[lbo-talk] Taxi! party

Doug Henwood dhenwood at panix.com
Tue Jun 28 15:04:39 PDT 2005


[I just posted my interview with Mathew and driver Rizwan Raja to my radio archive <http://www.leftbusinessobserver.com/Radio.html>. For some reason, the podcasting script isn't picking it up though.]

New Yorker - July 4, 2005

THE NIGHT LIFE OFF DUTY

A book party with no cocktails: ouch. In fairness to the folks at the New Press, which helped organize such a dreaded event recently, at a restaurant on West Twenty-ninth Street, there were a few limiting circumstances. For one thing, almost all of the invited guests were driving. Also, most of them were Muslims and, more to the point, among the city's best experts on the consequences of excessive social drinking. They were cabbies. The book being celebrated was "Taxi! Cabs and Capitalism in New York City," by Biju Mathew, a business professor at Rider University, and a founding member of the New York Taxi Workers Alliance, a fast-growing labor union.

Compounding the problem was the fact that the party didn't begin until 1 A.M.-the start of the slow period for drivers working the night shift. Many of the cabbies, at least, would likely have been in the neighborhood anyway. The stretch of the upper Twenties bounded by Lexington and Broadway is their sanctuary-featuring not only the union's headquarters but also free and plentiful late-night parking, a popular mosque, and several subcontinental restaurants, including Lasani, where the party took place.

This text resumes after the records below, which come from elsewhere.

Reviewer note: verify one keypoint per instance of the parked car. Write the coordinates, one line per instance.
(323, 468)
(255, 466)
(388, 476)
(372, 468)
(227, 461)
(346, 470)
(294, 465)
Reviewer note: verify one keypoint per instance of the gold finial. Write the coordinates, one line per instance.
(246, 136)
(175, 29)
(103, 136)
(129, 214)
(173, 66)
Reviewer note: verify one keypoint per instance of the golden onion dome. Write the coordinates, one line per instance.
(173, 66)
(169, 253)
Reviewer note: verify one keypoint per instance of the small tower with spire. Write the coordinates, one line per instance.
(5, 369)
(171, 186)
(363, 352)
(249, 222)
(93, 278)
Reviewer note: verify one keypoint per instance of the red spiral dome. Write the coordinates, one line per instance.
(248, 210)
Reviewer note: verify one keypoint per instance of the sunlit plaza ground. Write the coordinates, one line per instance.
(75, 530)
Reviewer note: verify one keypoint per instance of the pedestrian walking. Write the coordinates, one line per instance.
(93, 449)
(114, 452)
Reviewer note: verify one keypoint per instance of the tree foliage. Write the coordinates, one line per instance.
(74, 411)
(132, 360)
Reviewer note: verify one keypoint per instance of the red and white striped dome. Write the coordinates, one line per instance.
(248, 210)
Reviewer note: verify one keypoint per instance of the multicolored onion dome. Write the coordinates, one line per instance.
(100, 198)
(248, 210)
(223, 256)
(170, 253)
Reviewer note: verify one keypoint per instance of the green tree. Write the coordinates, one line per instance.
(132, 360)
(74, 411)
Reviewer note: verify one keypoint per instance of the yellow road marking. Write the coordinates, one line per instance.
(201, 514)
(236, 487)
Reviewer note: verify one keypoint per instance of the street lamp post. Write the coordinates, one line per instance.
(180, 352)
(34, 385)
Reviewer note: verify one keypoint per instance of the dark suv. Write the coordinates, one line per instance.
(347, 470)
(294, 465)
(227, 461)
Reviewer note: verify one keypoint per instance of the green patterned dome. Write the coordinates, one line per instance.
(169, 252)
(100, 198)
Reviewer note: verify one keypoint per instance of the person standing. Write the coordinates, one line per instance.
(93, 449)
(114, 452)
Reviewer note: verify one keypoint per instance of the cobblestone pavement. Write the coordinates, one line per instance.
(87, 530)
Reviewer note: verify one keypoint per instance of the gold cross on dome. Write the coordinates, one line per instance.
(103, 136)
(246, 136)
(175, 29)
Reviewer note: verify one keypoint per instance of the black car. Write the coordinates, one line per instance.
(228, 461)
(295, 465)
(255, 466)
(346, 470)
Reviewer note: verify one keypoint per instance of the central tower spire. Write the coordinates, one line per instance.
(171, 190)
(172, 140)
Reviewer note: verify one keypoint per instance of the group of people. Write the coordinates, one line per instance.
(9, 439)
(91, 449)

For nearly an hour, the author, who was wearing a kurta and jeans, greeted incoming guests and answered apologetic phone calls from those who were still en route. Early arrivals sat at tables in the front, drinking water from plastic cups and reading the Pakistan Post. On the wall, a makeshift poster was affixed with old newspaper clippings: "CABBIE CHEATS DEATH," "HACK STABBED." Unlike, say, "The New York City Cab Driver's Book of Dirty Jokes," which was honored with a party of its own several days later, at the National Arts Club, "Taxi!" is an earnest political tract, and the mood at Lasani reflected the mission. Obligatory author remarks and testimonials were accompanied by readings about the "neoliberal economy" ("Arguably, the taxi industry as it was formed in the 1980s reflected the globalized world of finance capital"), and by a call to protest the Taxi and Limousine Commission's planned installation of Global Positioning Systems. ("It's very clear that this is coming down from Homeland Security," Bhairavi Desai, the alliance's executive director, announced.)

Discordant cell-phone rings punctuated the proceedings. Eventually, it was time to eat, and the throngs lined up for curry and naan. Exactly what the full range of party chatter was is tough to say, because a variety of languages were spoken, but an interloper, with a little persistence, was able to discern that most drivers would probably disagree with the cheery characterization of the yellow cab (made at a recent design forum at Parsons) as "New York's movable public space." A fairer, if blunter, slogan might be: "Our workspace, where you annoy and disrespect us."

"They treat the car like they're slobs," a driver whose handle on the Bengal Cabbie Association's CB radio channel is Babar said of his passengers. He added that those who sit in the front seat, and who make radio requests, are usually drunk. Drunk passengers occasionally throw up, and the smell lingers for weeks.

"There are so many things," Rizwan Raja, a Pakistani driver, said, rattling off a list of his pet peeves: putting one's feet up on the partition, smoking, crossing the street lackadaisically. Requesting multiple stops is also frowned upon. "These people come out of expensive, posh bars, where one beer is twenty dollars, but they make groups together so they can share a taxi and save a couple of dollars," Raja said. " 'Three stops'-that really, really blows me off." Tips, ever since the fare increase, have been meagre: "Sometimes forty cents, sometimes twenty cents."

Raja went on, "The worst is when they ask, 'Where are you from?' Once you answer that question, then it's 'What is the relationship between Al Qaeda and the Pakistani government?' " Raja, who says he is asked that question "almost every day," has recommended that his passengers see "Fahrenheit 9/11."

By 3 A.M., the crowd had dwindled to about a dozen, who sat around a table eating rice pudding and drinking more water. With dessert, at last, came a festive atmosphere: jokes! Desai, the alliance's director, started off: "George Bush, Tony Blair, and Yasir Arafat arrive at the gates of Heaven . . ." Another joke followed, featuring Ronald Reagan and the Pope. A third involved male and female parrots, placed in the same cage at long last. (The punch line, delivered by a male parrot: "Yo, God has finally listened!") No dirty jokes, alas.

The interloper, emerging from Lasani at 4 A.M., sober and sleepy, hailed a cab on Sixth Avenue and rode home in the back seat in silence. One stop. The fare was five dollars and eighty cents, and he handed the driver eight dollars.